Cheap gas and 100 mile per hour trucks

On Behalf of | Jul 15, 2011 | Truck Accidents |

“You talk about fun, man,” Jeffrey Ball quotes truck driver Gary Vann, reporting for the Wall Street Journal. Vann refers to the late 1990s, when gas was cheap and Vann could “hurtle down empty stretches of highway at 100 miles per hour,” Ball writes.

In our opinion, if that type of driving behavior occurred then, it probably occurs now, and there’s no doubt that speeding and other kinds of negligent truck driving leads to plenty of commercial truck accidents.

But, as Ball reports, truck drivers like Vann are being monitored by their employers. The reason? To contain costs due to the rise in fuel prices (there’s no indication that the monitoring is being done for safety reasons, though that may be part of it).

Employers have installed black boxes that monitor location and speed in truck driver’s trucks, as well as modified the governor, which is a device that puts a limit on how fast a truck can go. One truck driver, Terry Kelley, says he cannot go as far because he’s limited by how fast he can drive, which hurts his income.

Kelley says, “It’s like trying to eat a french fry with a hand over your mouth. It’s not going to work.”
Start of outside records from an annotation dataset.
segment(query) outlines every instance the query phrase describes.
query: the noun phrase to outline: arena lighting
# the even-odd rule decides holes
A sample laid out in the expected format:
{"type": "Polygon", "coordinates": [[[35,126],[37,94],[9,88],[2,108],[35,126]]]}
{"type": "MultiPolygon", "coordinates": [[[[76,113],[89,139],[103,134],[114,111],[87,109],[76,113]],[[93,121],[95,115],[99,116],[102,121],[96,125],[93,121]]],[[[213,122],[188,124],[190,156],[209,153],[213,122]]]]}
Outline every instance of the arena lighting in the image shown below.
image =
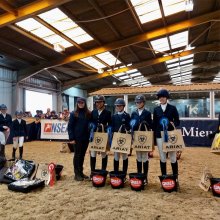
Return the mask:
{"type": "Polygon", "coordinates": [[[99,68],[98,69],[98,74],[102,74],[102,73],[104,73],[104,70],[102,68],[99,68]]]}
{"type": "Polygon", "coordinates": [[[193,10],[193,6],[194,6],[193,0],[186,0],[185,1],[185,11],[186,12],[192,11],[193,10]]]}
{"type": "Polygon", "coordinates": [[[63,52],[63,51],[65,51],[65,48],[64,48],[61,44],[59,44],[59,43],[54,44],[54,45],[53,45],[53,48],[54,48],[54,50],[57,51],[57,52],[63,52]]]}

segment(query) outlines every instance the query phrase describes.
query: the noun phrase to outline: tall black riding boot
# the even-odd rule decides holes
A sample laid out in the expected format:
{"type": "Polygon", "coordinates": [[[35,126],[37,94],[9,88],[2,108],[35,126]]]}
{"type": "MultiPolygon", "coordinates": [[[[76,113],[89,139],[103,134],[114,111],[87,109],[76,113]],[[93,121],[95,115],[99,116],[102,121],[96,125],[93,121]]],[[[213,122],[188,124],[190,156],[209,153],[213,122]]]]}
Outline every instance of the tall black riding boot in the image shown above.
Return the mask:
{"type": "Polygon", "coordinates": [[[144,169],[144,174],[146,175],[146,183],[148,183],[148,167],[149,167],[149,161],[143,162],[143,169],[144,169]]]}
{"type": "Polygon", "coordinates": [[[22,159],[23,156],[23,146],[19,147],[19,159],[22,159]]]}
{"type": "Polygon", "coordinates": [[[105,158],[102,158],[102,170],[106,170],[108,164],[108,155],[105,158]]]}
{"type": "Polygon", "coordinates": [[[5,158],[5,145],[0,144],[0,156],[5,158]]]}
{"type": "Polygon", "coordinates": [[[175,175],[176,178],[178,178],[178,163],[177,163],[177,161],[175,163],[171,163],[171,167],[172,167],[173,175],[175,175]]]}
{"type": "Polygon", "coordinates": [[[163,163],[160,161],[160,169],[161,169],[161,173],[162,173],[162,176],[163,175],[167,175],[167,163],[163,163]]]}
{"type": "Polygon", "coordinates": [[[76,155],[76,154],[74,155],[73,166],[74,166],[75,180],[83,181],[84,178],[80,174],[80,156],[79,155],[76,155]]]}
{"type": "Polygon", "coordinates": [[[128,171],[128,158],[123,160],[123,172],[127,174],[128,171]]]}
{"type": "Polygon", "coordinates": [[[142,173],[142,162],[138,162],[138,160],[137,160],[137,171],[138,173],[142,173]]]}
{"type": "Polygon", "coordinates": [[[96,157],[90,157],[90,168],[91,172],[95,171],[95,165],[96,165],[96,157]]]}
{"type": "Polygon", "coordinates": [[[13,152],[12,152],[12,159],[15,160],[15,153],[16,153],[16,148],[13,148],[13,152]]]}
{"type": "Polygon", "coordinates": [[[118,172],[118,170],[119,170],[119,161],[114,159],[114,171],[118,172]]]}

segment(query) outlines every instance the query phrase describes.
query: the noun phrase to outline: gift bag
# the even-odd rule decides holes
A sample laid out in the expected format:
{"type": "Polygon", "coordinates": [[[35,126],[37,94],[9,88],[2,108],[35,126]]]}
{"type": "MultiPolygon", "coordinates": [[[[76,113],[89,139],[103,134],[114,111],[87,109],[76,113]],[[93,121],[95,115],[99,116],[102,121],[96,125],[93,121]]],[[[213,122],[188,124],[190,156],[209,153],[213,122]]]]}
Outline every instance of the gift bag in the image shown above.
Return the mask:
{"type": "Polygon", "coordinates": [[[70,148],[68,146],[68,143],[62,143],[60,147],[60,153],[70,153],[70,148]]]}
{"type": "Polygon", "coordinates": [[[142,123],[138,131],[134,131],[132,148],[136,151],[153,151],[153,131],[148,131],[147,126],[143,124],[145,131],[141,131],[142,123]]]}
{"type": "Polygon", "coordinates": [[[92,142],[89,142],[90,151],[106,152],[108,144],[108,134],[104,132],[104,126],[101,124],[102,132],[94,132],[92,142]]]}
{"type": "Polygon", "coordinates": [[[220,133],[215,135],[211,146],[211,153],[220,154],[220,133]]]}
{"type": "Polygon", "coordinates": [[[131,135],[126,133],[121,133],[122,126],[119,128],[118,132],[114,132],[112,138],[112,152],[129,154],[131,149],[131,135]]]}
{"type": "MultiPolygon", "coordinates": [[[[173,131],[168,131],[168,142],[163,142],[163,151],[180,151],[185,148],[185,143],[183,141],[183,136],[181,129],[176,129],[173,123],[171,123],[174,127],[173,131]]],[[[164,140],[164,132],[161,132],[161,136],[164,140]]]]}
{"type": "MultiPolygon", "coordinates": [[[[51,164],[53,165],[53,163],[51,164]]],[[[55,166],[54,169],[49,169],[51,164],[40,163],[36,173],[36,179],[44,180],[46,185],[53,185],[56,177],[55,166]]]]}
{"type": "Polygon", "coordinates": [[[205,169],[203,170],[203,173],[202,173],[201,180],[199,182],[199,187],[206,192],[209,191],[209,188],[211,186],[210,178],[212,178],[212,174],[211,174],[210,170],[207,167],[205,167],[205,169]]]}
And Ball writes, “The low-tech tools of the trade were catnip to rogue truckers,” referring to the absence of black boxes, modified governors, and electronic onboard recorders. And one truck driver is explicit about the use of comic books, which are essentially falsified logbooks that do not indicate how overworked the driver is (leading to drowsy driving accidents).

“I used to have three log books. You could run anywhere you wanted to,” the driver said.